If you need more speed then you could try lowering the LCD dot clock frequency. It should still work but you may see some flickering.

I loaded the configuration of the FEZ.
I don’t know if there is an electrical reason or what.But we have to find a solution and we accept all the ideas you have to solve the problem.
In the other discussion I loaded the code of the socket transferring.
https://www.ghielectronics.com/community/forum/topic?id=24517
Consider that display is touchscreen so this means that also if nothing is displayed on the screen, a thread to capture the touch events has to be always active.
Do you think that desabling in some way the touchscreen can break the esecution of this thread?
We will try the possibilities you suggested.
In the meantime, I want also say that send picture to pc in an other way is a good way to solve problem.
I tried to send picture through usb with a code found online but it didn’t work.
Also reading the bar code directly on the FEZ is the perfect solution but there are a lot of problem in doing this.
Other suggestions?

could there be a power issue?

Hi all.
I’m wondering if this issue was solved somehow?
We have a similar problem with our commercial project based on G120E + T43 but with the transmission on Ethernet port. The project is RFID reader that reads Mifare card and sends to server IC number waiting for access granted/denied decision from the server (and some other details to show to user) We use the T43 display as HMI on which we display few screens with info for the user.
We observe that sending data by TCP socket takes several seconds before socket.send() command is executed.

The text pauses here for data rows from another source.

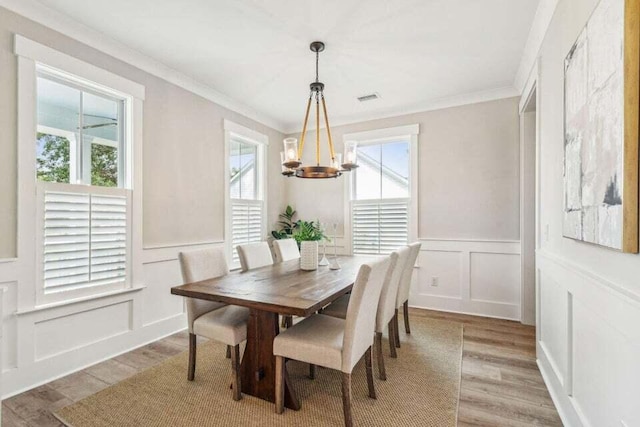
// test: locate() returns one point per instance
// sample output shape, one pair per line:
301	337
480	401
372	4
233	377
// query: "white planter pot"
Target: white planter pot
309	255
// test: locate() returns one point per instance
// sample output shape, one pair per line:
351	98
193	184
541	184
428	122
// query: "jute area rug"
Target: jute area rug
422	389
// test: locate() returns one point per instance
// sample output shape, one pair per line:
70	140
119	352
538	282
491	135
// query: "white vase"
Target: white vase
309	255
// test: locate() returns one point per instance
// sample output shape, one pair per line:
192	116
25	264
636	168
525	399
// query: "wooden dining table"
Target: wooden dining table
269	291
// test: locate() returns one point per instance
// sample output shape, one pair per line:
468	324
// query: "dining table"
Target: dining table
279	289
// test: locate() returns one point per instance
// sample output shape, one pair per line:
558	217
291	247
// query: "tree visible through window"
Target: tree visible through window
53	161
79	135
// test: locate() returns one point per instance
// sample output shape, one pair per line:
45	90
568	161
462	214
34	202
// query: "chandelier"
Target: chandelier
291	157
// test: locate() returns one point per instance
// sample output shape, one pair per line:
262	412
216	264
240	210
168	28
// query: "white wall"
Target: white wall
468	205
588	297
183	208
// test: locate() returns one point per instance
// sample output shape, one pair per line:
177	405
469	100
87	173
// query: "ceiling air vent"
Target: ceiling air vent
369	97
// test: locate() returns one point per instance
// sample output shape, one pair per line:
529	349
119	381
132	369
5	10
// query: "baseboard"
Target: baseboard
562	402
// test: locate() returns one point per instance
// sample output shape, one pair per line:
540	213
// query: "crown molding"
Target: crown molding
69	27
438	104
539	27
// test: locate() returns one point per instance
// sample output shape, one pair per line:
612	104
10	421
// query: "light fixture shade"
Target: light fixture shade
291	160
350	155
285	170
337	162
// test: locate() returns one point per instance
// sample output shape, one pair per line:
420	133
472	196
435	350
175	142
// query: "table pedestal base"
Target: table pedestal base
258	369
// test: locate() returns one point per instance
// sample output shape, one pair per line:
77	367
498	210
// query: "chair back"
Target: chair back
199	265
254	255
361	317
389	294
407	275
286	249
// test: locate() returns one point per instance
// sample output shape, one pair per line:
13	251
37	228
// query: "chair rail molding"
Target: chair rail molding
480	277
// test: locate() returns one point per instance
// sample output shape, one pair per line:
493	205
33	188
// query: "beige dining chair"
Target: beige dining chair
404	289
336	343
213	320
254	255
386	307
286	250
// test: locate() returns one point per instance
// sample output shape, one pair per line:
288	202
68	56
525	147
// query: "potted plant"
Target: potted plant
286	223
307	234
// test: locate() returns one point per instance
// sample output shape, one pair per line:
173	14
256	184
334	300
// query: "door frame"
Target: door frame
529	290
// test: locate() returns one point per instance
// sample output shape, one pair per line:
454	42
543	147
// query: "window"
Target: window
80	172
80	200
79	135
382	193
246	188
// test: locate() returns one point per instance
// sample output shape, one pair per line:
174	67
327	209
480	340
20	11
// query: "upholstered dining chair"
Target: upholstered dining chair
213	320
254	255
336	343
286	250
386	307
403	290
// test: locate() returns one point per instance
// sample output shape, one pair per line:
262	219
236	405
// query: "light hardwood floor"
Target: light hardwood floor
501	384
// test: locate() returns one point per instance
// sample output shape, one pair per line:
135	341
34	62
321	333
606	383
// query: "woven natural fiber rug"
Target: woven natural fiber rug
422	389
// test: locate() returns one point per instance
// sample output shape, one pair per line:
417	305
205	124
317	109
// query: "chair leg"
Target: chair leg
346	399
191	372
395	321
392	338
382	373
405	309
279	384
312	371
235	369
368	361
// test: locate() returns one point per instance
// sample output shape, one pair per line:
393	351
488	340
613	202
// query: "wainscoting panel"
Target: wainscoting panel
66	333
444	265
493	276
469	276
160	277
588	345
9	325
552	329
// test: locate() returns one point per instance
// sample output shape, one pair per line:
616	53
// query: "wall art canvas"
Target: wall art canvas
601	129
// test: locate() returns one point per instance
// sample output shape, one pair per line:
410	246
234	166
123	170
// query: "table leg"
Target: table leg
258	369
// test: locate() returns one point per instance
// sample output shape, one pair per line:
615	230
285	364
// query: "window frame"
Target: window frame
381	136
32	58
82	153
244	134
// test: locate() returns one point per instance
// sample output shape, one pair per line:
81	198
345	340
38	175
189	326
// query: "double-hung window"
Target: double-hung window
79	134
82	197
246	175
382	194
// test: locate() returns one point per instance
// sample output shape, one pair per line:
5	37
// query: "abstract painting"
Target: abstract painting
601	129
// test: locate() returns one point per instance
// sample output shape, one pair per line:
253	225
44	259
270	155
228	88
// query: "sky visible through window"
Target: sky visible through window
383	171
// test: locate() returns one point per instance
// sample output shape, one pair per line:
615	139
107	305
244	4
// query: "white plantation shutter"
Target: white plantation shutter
380	226
85	236
246	223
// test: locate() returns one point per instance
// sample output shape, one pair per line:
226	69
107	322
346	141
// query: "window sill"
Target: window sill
73	301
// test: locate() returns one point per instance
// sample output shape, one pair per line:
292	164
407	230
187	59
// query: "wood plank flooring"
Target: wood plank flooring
501	384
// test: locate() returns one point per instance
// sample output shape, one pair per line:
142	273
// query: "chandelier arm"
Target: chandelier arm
317	129
332	152
304	127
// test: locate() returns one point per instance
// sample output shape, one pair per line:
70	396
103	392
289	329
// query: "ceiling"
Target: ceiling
256	52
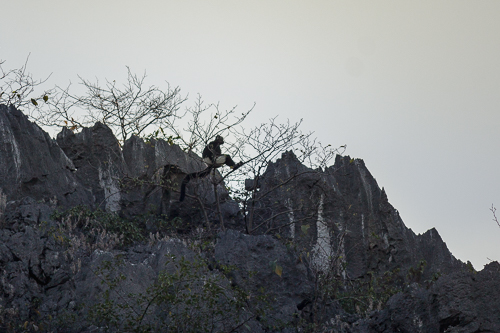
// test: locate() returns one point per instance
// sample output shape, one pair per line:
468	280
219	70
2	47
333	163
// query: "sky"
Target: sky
411	87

App doesn’t stack on command .send(), it goes further, (all other tread work without dealay) but we observe on Wireshark running on the server side that nothing happens for second and then frames start reaching the server.

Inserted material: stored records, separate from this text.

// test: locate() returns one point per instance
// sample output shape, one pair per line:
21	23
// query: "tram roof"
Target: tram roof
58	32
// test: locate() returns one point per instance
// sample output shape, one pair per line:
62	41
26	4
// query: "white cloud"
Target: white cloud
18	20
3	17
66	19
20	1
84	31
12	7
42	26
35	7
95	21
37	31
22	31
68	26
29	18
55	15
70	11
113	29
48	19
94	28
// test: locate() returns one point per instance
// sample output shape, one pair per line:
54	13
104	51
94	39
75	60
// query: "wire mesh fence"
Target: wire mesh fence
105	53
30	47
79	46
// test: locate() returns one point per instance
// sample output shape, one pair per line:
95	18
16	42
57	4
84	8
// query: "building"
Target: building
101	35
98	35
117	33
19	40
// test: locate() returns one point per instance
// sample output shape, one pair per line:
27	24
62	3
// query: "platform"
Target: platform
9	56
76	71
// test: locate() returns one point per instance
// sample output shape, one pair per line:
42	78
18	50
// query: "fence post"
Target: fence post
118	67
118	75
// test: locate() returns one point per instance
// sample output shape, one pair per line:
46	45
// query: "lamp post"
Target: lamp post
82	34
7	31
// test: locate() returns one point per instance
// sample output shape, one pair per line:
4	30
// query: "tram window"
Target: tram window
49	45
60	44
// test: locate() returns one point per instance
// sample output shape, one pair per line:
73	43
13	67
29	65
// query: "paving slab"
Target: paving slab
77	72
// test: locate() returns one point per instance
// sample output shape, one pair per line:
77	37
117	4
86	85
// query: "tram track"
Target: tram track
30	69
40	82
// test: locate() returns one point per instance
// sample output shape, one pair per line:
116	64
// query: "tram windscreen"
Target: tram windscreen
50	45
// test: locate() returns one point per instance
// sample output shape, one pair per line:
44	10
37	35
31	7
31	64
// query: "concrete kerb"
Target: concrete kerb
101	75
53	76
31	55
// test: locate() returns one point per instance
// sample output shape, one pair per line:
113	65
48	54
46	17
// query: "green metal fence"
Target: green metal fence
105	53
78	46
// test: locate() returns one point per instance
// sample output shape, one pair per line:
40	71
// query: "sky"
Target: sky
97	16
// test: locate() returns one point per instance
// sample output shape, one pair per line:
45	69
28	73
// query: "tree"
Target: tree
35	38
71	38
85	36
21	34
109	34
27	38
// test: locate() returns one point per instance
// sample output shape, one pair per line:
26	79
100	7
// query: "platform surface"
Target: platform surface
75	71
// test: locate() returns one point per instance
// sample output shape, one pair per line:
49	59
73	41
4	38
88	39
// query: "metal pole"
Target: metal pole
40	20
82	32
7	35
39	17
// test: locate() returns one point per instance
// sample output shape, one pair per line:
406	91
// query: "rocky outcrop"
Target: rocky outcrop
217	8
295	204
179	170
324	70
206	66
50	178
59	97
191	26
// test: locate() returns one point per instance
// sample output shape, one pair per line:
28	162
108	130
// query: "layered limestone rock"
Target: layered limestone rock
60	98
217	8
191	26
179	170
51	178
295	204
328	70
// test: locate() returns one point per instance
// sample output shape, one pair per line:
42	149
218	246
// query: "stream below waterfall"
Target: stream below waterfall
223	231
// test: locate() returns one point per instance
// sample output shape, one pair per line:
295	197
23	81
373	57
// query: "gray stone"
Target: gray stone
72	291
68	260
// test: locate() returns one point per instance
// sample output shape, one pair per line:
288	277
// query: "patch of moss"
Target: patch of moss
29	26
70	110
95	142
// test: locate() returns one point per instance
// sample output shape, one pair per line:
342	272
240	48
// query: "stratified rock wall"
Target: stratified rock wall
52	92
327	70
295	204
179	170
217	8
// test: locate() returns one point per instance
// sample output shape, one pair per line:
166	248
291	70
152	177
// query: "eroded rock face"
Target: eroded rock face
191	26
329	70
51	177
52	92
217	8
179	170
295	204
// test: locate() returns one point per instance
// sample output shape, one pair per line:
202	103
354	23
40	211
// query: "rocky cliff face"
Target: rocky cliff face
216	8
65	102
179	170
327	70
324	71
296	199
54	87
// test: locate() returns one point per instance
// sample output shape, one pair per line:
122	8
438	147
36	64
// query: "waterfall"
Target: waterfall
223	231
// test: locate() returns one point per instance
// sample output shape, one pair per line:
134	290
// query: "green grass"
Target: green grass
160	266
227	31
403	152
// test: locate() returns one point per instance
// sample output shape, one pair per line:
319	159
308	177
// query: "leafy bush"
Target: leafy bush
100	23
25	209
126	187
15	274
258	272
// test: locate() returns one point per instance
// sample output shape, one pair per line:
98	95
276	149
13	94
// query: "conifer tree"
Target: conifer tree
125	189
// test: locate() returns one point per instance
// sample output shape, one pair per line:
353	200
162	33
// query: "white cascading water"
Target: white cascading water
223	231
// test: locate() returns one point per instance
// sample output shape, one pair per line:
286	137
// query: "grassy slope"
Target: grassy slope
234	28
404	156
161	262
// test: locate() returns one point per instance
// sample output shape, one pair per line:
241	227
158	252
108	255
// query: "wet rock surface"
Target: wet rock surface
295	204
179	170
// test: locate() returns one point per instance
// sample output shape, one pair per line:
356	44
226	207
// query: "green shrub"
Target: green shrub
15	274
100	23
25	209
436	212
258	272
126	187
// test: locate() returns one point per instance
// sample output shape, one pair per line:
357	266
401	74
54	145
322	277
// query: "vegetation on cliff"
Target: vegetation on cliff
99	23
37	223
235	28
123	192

We also observing that pinging G120E results in serious delay and dropping packets

We also have same app but with no LCD methods and it works smoothly.

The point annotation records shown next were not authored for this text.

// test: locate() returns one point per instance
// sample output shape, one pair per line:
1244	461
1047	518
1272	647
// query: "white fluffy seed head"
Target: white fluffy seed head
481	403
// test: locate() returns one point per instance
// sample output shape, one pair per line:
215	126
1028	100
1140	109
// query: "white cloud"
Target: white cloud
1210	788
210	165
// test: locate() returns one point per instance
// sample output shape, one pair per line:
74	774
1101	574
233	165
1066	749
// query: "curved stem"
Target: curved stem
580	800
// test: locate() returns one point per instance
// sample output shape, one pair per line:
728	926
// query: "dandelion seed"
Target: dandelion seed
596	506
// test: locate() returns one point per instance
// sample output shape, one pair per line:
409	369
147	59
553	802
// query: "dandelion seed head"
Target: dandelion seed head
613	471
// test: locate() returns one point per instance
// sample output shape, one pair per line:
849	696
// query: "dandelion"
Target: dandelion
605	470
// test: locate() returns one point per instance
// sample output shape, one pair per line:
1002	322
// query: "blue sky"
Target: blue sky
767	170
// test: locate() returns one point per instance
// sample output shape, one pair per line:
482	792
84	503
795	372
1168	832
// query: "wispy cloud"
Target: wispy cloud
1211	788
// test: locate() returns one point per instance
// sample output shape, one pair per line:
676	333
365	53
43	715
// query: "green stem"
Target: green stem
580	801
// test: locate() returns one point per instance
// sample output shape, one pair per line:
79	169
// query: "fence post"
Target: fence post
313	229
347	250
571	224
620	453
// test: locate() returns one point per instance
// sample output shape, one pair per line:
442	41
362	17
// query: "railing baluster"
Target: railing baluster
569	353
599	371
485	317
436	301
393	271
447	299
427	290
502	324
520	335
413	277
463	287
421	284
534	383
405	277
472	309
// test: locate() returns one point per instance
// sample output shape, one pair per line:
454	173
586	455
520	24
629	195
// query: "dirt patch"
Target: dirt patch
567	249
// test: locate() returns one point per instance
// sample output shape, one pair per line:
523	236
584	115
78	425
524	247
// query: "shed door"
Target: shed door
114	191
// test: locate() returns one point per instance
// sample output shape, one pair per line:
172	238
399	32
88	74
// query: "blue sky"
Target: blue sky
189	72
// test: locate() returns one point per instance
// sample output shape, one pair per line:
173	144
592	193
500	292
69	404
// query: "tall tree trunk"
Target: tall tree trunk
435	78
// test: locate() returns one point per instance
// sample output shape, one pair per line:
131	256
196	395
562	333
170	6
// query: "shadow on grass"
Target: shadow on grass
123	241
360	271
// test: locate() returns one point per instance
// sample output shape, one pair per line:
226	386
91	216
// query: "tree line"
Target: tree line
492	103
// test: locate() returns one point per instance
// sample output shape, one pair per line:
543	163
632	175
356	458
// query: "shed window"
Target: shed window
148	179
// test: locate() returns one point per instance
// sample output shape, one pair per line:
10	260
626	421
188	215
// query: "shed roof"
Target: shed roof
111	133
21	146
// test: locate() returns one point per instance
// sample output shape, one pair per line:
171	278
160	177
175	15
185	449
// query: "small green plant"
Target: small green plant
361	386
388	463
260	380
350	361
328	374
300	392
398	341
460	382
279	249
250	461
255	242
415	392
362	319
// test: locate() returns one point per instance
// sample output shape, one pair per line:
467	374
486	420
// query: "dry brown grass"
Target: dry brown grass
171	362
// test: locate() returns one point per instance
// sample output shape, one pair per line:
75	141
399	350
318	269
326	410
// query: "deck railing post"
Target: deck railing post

Can anybody help in tunning G120E to put more effort on Eth transmission?

This is how we send data:

private void Sender()
        {
            Logger.Instance.Write("Starting Sender() thread.",false);

            while (isRunning)
            {
                try
                {
                    sendEvent.Reset();

                    while (messagesToSend.Count > 0)
                    {
                        Message message = null;

                        lock (messagesToSend)
                        {
                            message = messagesToSend.Dequeue() as Message;
                        }

                        if (message != null)
                            Send(message);
                    }

                    sendEvent.WaitOne();
                }
                catch (Exception exception)
                {
                    
                    Logger.Instance.Write(exception.ToString(), false);
                }
            }
        }//Sender


private void Send(Message message)
    {
            string serializedMessage = JsonSerializer.SerializeObject(message);
            string paddedSerializedData = JsonHelpers.PadSerializedMessage(serializedMessage, Message.BUFFER_SIZE);
            var buffer = Encoding.UTF8.GetBytes(paddedSerializedData);
      
            if (!socket.Poll(5000 * 1000, SelectMode.SelectWrite))
            {
                Debug.Print("Could not send data to the client.");
            }
                              
            int length = socket.Send(buffer, 0, buffer.Length, SocketFlags.None); 
            
            Logger.Instance.Write("Sent      : "+ length.ToString()+" bytes; "+ message.ToString(), false);
                                    
    }// Send

Did you try to lower the clock to your LCD and see if this makes any difference?

Yes, we have reduced timer to 50%. So what we observe now is after slowing it down.